The advantages of doing this are numerous. Now integers will always be consistent across platforms, with programmers not needing to worry about the size of a long – 32-bit, 64-bit or otherwise – on their platform. Operations, too, will always be consistent. This will help the portability of PHP code and mean less time wasted by programmers dealing with platform differences, strengthening PHP's cross-platform guarantees. Dealing with extremely large data sets becomes easier, as you no longer need to anticipate if your IDs will exceed 32 or 64 bits. Integer overflow is largely relegated to being an issue for internals programmers, as userland code will never have to deal with it, and there is no risk of a loss of precision as they will no longer become floats. All this combined is likely to make for more robust, less buggy applications. Finally, being able to deal with large integers “natively” makes PHP more attractive for web developers needing to do large integer math, such as applications dealing with currency, or perhaps statistical applications.

Proposal

New type

To complement the existing internal IS_LONG and IS_DOUBLE types, a new IS_BIGINT type is introduced. IS_BIGINT is a reference-counted, copy-on-write type which is not garbage collected, much like a string. Behind-the-scenes, the a bigint library - LibTomMath by default, but GMP can also be used - is used to implement it, but it is abstracted with a new family of zend_bigint_* functions and the zend_bigint type, which allows the aforementioned choice of libraries. As stated in the Introduction, no new userland type is added to PHP, and instead “integer” now covers two internal types: IS_LONG and IS_BIGINT. There should be no visible difference to userland code between these types. Internally, a new “fake type” is also added, namely IS_BIGINT_OR_LONG. This is used by a few functions dealing with conversions and casts, and is now the “type” that (integer) will cast to.

Type specifiers for zend_parse_parameters that previously yielded a long will continue to do so. The type specifiers i, for a bigint or a long, and I, for a bigint, are added, along with the corresponding Z_PARAM_BIGINT_OR_LONG(_EX) and Z_PARAM_BIGINT(_EX) FAST_ZPP macros.

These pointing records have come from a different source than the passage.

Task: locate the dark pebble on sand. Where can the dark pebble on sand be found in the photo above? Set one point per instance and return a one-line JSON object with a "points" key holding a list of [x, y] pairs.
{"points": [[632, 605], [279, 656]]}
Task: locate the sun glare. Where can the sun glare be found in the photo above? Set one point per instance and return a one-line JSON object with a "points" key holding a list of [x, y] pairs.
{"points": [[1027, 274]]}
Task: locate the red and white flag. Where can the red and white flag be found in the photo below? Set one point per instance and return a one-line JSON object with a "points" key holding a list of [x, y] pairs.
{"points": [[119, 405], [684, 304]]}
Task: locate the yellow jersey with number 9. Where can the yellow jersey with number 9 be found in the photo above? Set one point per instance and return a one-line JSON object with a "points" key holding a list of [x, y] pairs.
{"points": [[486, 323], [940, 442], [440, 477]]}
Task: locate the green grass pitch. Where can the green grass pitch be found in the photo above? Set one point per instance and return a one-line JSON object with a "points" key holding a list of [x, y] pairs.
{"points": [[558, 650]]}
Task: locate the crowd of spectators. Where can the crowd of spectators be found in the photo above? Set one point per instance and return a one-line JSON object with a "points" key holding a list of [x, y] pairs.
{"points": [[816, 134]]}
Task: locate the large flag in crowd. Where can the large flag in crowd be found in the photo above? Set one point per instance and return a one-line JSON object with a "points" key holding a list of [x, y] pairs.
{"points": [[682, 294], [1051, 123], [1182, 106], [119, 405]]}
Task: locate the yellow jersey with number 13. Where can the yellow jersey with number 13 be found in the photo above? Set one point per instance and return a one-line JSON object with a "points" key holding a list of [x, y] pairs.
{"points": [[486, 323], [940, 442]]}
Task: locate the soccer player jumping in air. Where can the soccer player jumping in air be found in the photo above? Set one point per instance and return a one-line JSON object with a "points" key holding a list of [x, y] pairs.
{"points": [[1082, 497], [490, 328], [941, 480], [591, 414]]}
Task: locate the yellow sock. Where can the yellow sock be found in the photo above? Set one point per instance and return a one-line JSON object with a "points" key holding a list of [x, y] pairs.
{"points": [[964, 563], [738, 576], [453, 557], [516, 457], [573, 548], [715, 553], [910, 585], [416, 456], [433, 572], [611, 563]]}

Changes to operators for the sake of consistency

In order to make integer arithmetic consistent between longs and bigints, certain changes to existing operator behaviour will be made:

Standard library changes

Examples

Currently, if an integer gets too large in PHP, it becomes a float, accuracy is lost, and operations start behaving differently. Take this code for example:

$x = PHP_INT_MAX - 1;
var_dump($x);
$x++;
var_dump($x);
$x++;
var_dump($x);
$x++;
var_dump($x);

Under PHP 5.5 on a 64-bit machine, it produces the following result:

int(9223372036854775806)
int(9223372036854775807)
float(9.2233720368548E+18)
float(9.2233720368548E+18)

The last six digits are lost, and incrementing suddenly does nothing!

However, the output would be different with this RFC:

int(9223372036854775806)
int(9223372036854775807)
int(9223372036854775808)
int(9223372036854775809)

No digits are lost, incrementing still works, and it's still an integer. Under the hood, it may technically be a different type (depending on the platform), but from the user's perspective, it's still an integer, and it functions exactly the same.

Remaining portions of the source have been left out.